The Halftime Institute
In 1995, Buford wrote Halftime, a best-selling book that came out of his mind and heart on how to find fulfillment in the second half of life. The amazing response to the book led to a follow-up title in 1997, Game Plan, which presented more about the endeavors in which Bob Buford was involved as a result of his own “halftime” experience. The attention led to the founding in 1998 of a sister organization to Leadership Network known today as the Halftime Institute.
As the Halftime Institute grew by teaching, coaching and connecting marketplace leaders to discover God’s calling on their lives, Buford continued to write. A third book, Stuck in Halftime: Reinvesting Your One and Only Life, came out in 2001. An updated Halftime was released in late 2008, along with Beyond Halftime, a collection of Buford’s musings on the things that matter most in moving from gaining success to leaving a legacy. Next in 2014 was Finishing Well: What People Who Really Live Do Differently! a compilation of over 60 inspiring interviews threaded with Buford’s own experiences.

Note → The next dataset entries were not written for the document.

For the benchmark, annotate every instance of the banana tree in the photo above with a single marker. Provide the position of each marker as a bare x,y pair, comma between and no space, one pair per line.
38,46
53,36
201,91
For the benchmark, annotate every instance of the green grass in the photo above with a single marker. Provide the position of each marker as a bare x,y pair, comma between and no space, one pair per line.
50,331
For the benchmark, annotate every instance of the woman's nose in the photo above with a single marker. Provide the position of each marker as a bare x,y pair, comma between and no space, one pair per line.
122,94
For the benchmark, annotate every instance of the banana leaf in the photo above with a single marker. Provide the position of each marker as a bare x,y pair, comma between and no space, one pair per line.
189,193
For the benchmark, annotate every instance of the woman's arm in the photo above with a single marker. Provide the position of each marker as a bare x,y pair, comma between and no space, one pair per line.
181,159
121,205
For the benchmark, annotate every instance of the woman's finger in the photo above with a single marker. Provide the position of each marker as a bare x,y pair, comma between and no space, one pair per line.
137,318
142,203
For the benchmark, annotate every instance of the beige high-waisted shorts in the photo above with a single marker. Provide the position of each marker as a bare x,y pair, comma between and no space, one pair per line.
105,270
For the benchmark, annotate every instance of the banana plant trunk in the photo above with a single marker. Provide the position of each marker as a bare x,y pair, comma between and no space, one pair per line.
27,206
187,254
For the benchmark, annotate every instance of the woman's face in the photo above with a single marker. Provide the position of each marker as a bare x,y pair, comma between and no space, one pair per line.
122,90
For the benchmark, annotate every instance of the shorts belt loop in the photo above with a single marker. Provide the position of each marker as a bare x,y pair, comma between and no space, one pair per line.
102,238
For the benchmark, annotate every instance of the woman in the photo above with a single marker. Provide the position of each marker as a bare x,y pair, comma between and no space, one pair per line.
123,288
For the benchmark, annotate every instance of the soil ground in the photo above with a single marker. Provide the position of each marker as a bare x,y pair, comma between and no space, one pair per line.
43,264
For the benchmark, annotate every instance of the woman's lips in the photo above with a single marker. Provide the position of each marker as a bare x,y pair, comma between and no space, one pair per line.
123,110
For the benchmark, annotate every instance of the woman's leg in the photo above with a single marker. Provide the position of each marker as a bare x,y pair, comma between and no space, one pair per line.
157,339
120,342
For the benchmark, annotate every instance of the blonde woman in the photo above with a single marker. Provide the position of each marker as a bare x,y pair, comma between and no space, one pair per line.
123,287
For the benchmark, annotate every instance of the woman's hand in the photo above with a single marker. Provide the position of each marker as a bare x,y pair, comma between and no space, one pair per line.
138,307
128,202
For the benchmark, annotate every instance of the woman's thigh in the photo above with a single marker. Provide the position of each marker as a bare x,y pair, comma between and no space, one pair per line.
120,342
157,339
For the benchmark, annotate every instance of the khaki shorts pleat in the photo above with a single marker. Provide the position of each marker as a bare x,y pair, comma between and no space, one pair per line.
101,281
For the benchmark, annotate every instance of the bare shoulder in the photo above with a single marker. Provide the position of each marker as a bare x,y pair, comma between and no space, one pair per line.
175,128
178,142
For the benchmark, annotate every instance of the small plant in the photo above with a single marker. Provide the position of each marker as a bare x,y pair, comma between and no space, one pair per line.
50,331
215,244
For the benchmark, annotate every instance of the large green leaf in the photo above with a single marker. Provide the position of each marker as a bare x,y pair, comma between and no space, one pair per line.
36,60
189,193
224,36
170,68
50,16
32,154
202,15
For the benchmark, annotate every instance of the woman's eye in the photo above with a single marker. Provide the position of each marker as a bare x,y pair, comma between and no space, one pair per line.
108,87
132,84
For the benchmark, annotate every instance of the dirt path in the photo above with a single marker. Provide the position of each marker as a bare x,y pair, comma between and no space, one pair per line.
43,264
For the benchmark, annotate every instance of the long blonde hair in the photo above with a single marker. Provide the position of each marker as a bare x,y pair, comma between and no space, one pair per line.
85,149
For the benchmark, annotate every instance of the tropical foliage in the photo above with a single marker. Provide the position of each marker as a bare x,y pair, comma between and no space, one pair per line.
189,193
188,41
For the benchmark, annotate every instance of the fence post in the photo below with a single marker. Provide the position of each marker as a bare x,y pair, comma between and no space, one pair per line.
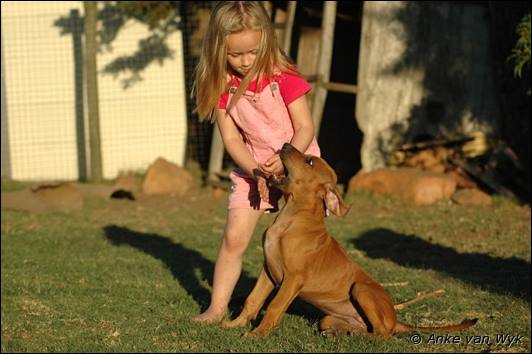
77,49
91,50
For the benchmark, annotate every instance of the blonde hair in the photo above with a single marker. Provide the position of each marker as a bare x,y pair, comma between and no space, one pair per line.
211,72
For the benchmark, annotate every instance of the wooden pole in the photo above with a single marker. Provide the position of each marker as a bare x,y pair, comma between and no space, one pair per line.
324,62
91,50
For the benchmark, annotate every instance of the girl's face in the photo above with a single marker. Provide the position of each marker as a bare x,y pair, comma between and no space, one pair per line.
242,49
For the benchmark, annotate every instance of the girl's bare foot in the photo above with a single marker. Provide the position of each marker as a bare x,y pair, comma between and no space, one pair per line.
210,316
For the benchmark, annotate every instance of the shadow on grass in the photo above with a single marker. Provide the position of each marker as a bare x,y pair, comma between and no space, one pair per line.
495,274
183,262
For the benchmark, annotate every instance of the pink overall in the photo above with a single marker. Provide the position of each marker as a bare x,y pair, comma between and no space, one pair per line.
265,125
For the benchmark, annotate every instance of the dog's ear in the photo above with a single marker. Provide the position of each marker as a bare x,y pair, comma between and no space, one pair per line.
333,202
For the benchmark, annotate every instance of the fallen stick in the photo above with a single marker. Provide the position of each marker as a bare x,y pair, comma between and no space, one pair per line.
422,296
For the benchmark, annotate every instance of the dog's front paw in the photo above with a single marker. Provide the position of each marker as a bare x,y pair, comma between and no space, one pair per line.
238,322
258,332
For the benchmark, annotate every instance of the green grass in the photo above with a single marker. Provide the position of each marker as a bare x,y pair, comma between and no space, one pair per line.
123,276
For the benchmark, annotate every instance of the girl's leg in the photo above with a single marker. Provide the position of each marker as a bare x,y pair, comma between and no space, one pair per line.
240,226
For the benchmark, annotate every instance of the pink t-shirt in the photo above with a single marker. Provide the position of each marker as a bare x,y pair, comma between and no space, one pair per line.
291,87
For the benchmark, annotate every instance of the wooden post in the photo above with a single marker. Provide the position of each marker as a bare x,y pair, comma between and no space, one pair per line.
287,35
324,62
91,50
216,155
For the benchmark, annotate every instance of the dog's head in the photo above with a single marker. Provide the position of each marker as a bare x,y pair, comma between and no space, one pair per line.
309,179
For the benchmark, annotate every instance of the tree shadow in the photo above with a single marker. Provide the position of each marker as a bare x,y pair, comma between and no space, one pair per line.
495,274
184,264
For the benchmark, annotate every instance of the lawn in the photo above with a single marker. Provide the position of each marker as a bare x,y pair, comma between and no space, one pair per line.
127,276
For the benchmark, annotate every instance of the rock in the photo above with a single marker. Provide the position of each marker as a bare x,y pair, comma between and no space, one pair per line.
164,177
411,185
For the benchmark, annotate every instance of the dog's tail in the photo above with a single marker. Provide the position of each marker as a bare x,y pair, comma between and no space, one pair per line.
403,327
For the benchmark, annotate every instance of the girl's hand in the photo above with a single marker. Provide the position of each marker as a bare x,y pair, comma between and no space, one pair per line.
262,185
273,166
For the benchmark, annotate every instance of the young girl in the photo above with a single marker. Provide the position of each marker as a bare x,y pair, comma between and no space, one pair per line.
252,90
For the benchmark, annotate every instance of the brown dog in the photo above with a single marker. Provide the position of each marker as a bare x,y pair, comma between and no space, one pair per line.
303,260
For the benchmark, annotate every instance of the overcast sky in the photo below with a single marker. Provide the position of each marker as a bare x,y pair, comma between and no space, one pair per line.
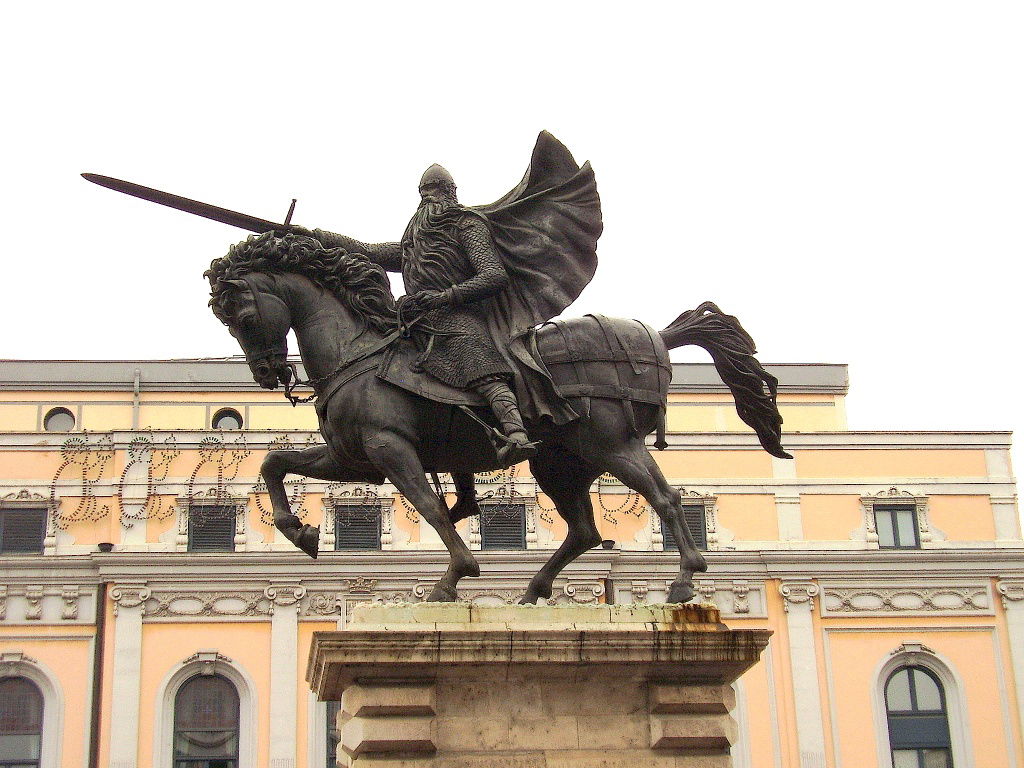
847,178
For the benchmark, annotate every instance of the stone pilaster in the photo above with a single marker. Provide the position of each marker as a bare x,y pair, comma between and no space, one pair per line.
1012,592
799,597
284,662
129,606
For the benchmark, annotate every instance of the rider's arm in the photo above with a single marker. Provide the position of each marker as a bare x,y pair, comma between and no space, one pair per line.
491,276
387,255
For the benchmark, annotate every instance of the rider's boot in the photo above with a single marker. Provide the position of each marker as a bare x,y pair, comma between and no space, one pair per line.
465,503
516,445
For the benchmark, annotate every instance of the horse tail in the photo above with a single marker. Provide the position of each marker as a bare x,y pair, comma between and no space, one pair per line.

The Halftime Institute continues to serve high-capacity leaders from all over the world through its unique Fellows Program and Halftime One on One Coaching program. Bob’s vision of activating latent Christian energy in individual leaders was made manifest through the work of the Halftime Institute. Bob often said, “The Halftime Institute is the leading authority on creating a second half of life defined by joy, impact, and balance.”
“Bob was a mentor and close friend,” says Dean Niewolny, CEO of the Halftime Institute since 2010. “He treated me like his own son. Words cannot express what an honor it was to work with him to establish an organization that will serve leaders from all over the world for many years to come. He truly finished well.”